[Devel] [PATCH rh8] ve/proc: Added separate start time field to task_struct to show in container
Konstantin Khorenko
khorenko at virtuozzo.com
Tue Nov 10 19:09:27 MSK 2020
From: Valeriy Vdovin <valeriy.vdovin at virtuozzo.com>
Introduced 'real_start_time_ct' field in task_struct.
The value is READ:
1. When the process lives inside of a ve group and any process
inside of the same ve group wants to know it's start time by reading
it's /proc/[pid]/stat file.
2. At container suspend operation to store this value to a dump image.
The value is WRITTEN:
1. At creation time (copy_process function)

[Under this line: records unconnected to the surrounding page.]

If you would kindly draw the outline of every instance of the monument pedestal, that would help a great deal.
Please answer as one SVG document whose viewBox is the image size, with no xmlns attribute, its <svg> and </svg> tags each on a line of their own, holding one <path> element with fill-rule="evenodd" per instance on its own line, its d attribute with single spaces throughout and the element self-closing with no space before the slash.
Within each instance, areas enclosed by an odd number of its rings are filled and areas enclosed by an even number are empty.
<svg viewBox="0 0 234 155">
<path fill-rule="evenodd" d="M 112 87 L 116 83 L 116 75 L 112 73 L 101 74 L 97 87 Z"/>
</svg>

1.1. If a process is being created outside of ve group / on host, then
this value is initialized to 0
1.2. If a process is being created by process already living in ve
group, this value is calculated as host_uptime - ve_uptime.

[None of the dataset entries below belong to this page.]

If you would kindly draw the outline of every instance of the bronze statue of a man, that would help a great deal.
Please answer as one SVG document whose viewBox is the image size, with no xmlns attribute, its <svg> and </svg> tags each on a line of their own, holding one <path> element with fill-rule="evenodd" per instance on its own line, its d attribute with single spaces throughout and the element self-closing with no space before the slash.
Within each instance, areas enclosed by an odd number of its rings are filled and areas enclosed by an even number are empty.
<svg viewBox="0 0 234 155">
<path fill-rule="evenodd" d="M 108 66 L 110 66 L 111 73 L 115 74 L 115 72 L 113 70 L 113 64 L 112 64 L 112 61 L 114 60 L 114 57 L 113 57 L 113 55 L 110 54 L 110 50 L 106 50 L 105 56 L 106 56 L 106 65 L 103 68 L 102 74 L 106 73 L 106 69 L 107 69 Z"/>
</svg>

2. During attach to ve. (ve_attach function). The process can be created on
a host and later attached to ve. It's container's start_time value has been
already initialized to 0 at creation time. After the process enters the
domain of a ve, the value should be initialized.
Note that the process can be attached to a non-running container, in which
case it's start_time value should not be calculated and left initialized to
0.
3. At container restore via prctl (prctl_set_task_ct_fields function).

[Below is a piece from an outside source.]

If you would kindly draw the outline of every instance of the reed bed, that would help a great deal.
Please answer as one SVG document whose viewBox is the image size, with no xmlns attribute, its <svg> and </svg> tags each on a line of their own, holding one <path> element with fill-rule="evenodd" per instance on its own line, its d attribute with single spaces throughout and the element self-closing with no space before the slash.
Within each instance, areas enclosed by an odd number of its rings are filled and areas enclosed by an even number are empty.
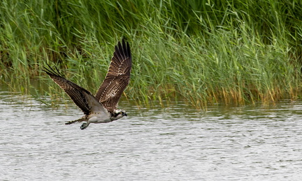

In this case the value is only settable outside of a container.
During restore the processes would be created from the dump image.
At restore step each process will execute prctl to set it's start_time
value, read from the dump. This would only be permitted during
pseudosuper ve mode. The value is set as is (read from the dump), without
any calculations.
https://jira.sw.ru/browse/PSBM-64123
Signed-off-by: Valeriy Vdovin <valeriy.vdovin at virtuozzo.com>
(cherry picked from vz7 commit eca790eaed527bae7029b4ae1cd557ce847ac6c0)
Signed-off-by: Konstantin Khorenko <khorenko at virtuozzo.com>
---
fs/proc/array.c | 12 +++---------
include/linux/sched.h | 7 ++++++-
include/linux/ve.h | 16 ++++++++++++++++
include/uapi/linux/prctl.h | 7 +++++++
kernel/fork.c | 11 +++++++++++
kernel/sys.c | 23 +++++++++++++++++++++++
kernel/ve/ve.c | 2 ++
7 files changed, 68 insertions(+), 10 deletions(-)
diff --git a/fs/proc/array.c b/fs/proc/array.c
index 5e7152d21a9d..2a292d54e804 100644
--- a/fs/proc/array.c
+++ b/fs/proc/array.c
@@ -544,16 +544,10 @@ static int do_task_stat(struct seq_file *m, struct pid_namespace *ns,
start_time = task->real_start_time;
#ifdef CONFIG_VE
- if (!is_super) {
- u64 offset = get_exec_env()->real_start_time;
- start_time -= (unsigned long long)offset;
- }
- /* tasks inside a CT can have negative start time e.g. if the CT was
- * migrated from another hw node, in which case we will report 0 in
- * order not to confuse userspace */
- if ((s64)start_time < 0)
- start_time = 0;
+ if (!is_super)
+ start_time = task->real_start_time_ct;
#endif
+
/* convert nsec -> ticks */
start_time = nsec_to_clock_t(start_time);
diff --git a/include/linux/sched.h b/include/linux/sched.h
index cabed6a47a70..a0616888a5ca 100644
--- a/include/linux/sched.h
+++ b/include/linux/sched.h
@@ -847,7 +847,6 @@ struct task_struct {
#ifdef CONFIG_VIRT_CPU_ACCOUNTING_GEN
struct vtime vtime;
#endif
-
#ifdef CONFIG_NO_HZ_FULL
atomic_t tick_dep_mask;
#endif
@@ -861,6 +860,12 @@ struct task_struct {
/* Boot based time in nsecs: */
u64 real_start_time;
+ /*
+ * This is a Container-side copy of 'real_start_time' field
+ * shown from inside of a Container and modified by host.
+ */
+ u64 real_start_time_ct;
+
/* MM fault and swap info: this can arguably be seen as either mm-specific or thread-specific: */
unsigned long min_flt;
unsigned long maj_flt;
diff --git a/include/linux/ve.h b/include/linux/ve.h
index 3aa0ea0b1bab..ab8da4dceec1 100644
--- a/include/linux/ve.h
+++ b/include/linux/ve.h
@@ -148,6 +148,22 @@ static u64 ve_get_uptime(struct ve_struct *ve)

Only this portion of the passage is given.